The Federal Budget was delivered last week. The good news is there was really no tax or superannuation changes that affect business. The bad news is that with interest rates still rising (expect the Cash Rate to finish around 3.5%) and labour costs higher with continuing staff shortages, don’t expect any assistance from the Government.
Families – childcare subsidies extended, increased benefits of Paid Parental Leave
Pensioners – deeming rates frozen until June 2024, new measures to downsize homes using pension incentives, and income levels increased significantly for eligibility for the Seniors Health Card.
Retirees – the Downsizer $300,000 Superannuation contribution eligibility age is reduced to 55 years.
Concern for Future Years
This wasn’t the usual Federal Budget, it was about Labor winding back what the previous government had planned and to put in place its new policies.
The Treasurer and Prime Minister have expressed very negative economic expectations. Past experience tells us most estimates from Treasury are wrong, so actual economic outcomes may not be that bad. However, government debt is high, so tax increases could be made in the next Budget (May 2023).
ATO Audit and Collection Activity
The ATO has received extra funding to increase its audit activity, and to collect outstanding debt.
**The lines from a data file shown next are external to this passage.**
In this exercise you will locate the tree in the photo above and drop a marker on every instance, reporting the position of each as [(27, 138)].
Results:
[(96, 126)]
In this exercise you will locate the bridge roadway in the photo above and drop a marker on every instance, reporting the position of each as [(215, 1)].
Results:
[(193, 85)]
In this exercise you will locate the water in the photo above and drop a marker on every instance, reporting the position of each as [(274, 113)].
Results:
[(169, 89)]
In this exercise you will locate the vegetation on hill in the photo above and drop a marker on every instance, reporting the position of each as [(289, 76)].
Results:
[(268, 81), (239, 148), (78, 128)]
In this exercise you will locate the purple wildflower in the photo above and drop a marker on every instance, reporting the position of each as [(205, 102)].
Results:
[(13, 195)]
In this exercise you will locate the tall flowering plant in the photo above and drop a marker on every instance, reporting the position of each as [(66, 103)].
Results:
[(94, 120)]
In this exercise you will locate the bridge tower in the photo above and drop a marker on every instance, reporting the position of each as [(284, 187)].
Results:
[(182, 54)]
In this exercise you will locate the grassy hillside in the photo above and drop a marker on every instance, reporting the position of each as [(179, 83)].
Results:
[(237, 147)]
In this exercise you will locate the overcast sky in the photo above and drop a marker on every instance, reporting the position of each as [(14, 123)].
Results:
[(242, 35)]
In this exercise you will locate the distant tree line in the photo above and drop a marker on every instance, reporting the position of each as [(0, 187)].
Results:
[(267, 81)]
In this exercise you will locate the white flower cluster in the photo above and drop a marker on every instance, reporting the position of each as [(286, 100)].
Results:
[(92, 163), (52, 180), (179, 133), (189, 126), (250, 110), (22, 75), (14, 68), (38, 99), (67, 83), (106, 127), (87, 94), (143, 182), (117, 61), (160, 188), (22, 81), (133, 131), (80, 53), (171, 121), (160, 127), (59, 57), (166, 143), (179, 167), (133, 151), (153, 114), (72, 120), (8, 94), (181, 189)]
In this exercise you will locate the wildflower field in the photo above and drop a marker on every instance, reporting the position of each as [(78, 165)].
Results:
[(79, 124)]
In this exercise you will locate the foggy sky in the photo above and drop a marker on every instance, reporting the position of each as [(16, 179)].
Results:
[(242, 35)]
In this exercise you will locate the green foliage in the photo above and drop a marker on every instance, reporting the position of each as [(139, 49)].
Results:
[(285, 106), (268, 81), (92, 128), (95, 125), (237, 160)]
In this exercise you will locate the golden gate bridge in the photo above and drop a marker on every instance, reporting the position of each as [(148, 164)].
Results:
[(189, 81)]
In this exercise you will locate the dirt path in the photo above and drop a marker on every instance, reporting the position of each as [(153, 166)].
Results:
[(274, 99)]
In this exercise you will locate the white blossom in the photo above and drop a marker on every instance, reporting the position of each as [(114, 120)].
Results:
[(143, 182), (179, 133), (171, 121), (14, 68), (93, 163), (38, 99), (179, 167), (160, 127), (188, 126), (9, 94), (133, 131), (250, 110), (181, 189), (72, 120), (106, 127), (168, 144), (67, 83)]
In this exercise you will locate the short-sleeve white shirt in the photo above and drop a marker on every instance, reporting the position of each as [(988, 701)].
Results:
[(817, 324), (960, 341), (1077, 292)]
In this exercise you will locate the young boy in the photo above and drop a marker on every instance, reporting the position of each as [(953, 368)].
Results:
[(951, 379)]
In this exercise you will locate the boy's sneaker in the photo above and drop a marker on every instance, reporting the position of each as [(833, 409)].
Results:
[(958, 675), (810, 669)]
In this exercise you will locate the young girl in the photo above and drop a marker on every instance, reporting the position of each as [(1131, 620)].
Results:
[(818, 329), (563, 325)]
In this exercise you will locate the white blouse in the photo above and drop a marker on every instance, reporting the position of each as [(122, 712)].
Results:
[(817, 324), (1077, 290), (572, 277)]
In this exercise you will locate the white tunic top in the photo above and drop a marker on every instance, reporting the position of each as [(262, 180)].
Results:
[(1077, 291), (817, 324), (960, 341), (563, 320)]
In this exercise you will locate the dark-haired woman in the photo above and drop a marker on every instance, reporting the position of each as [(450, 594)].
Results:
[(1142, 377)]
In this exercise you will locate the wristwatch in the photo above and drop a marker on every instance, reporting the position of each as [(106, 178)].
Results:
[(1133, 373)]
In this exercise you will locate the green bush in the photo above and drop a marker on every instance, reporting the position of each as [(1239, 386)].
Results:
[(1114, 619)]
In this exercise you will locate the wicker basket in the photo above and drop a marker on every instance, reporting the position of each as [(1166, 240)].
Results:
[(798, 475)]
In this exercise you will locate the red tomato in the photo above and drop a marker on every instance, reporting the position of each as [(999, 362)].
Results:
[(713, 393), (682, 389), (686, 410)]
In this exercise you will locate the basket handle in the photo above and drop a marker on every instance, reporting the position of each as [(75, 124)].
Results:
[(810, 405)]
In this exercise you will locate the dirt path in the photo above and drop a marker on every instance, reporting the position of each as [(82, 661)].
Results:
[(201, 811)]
Consider what could trigger an ATO audit:
Being in a target industry – where cash is common and so the potential for avoidance is higher.
Your income is low compared to ATO and industry benchmarks.
Not declaring all income – the ATP has a sophisticated data matching system, for employment, interest, dividends, crypto, rentals, and other contract sources.
Having a lifestyle that does not match declared income.
Anonymous allegations or tip-offs.
Poor lodgement and payment records for income tax, GST, superannuation, etc.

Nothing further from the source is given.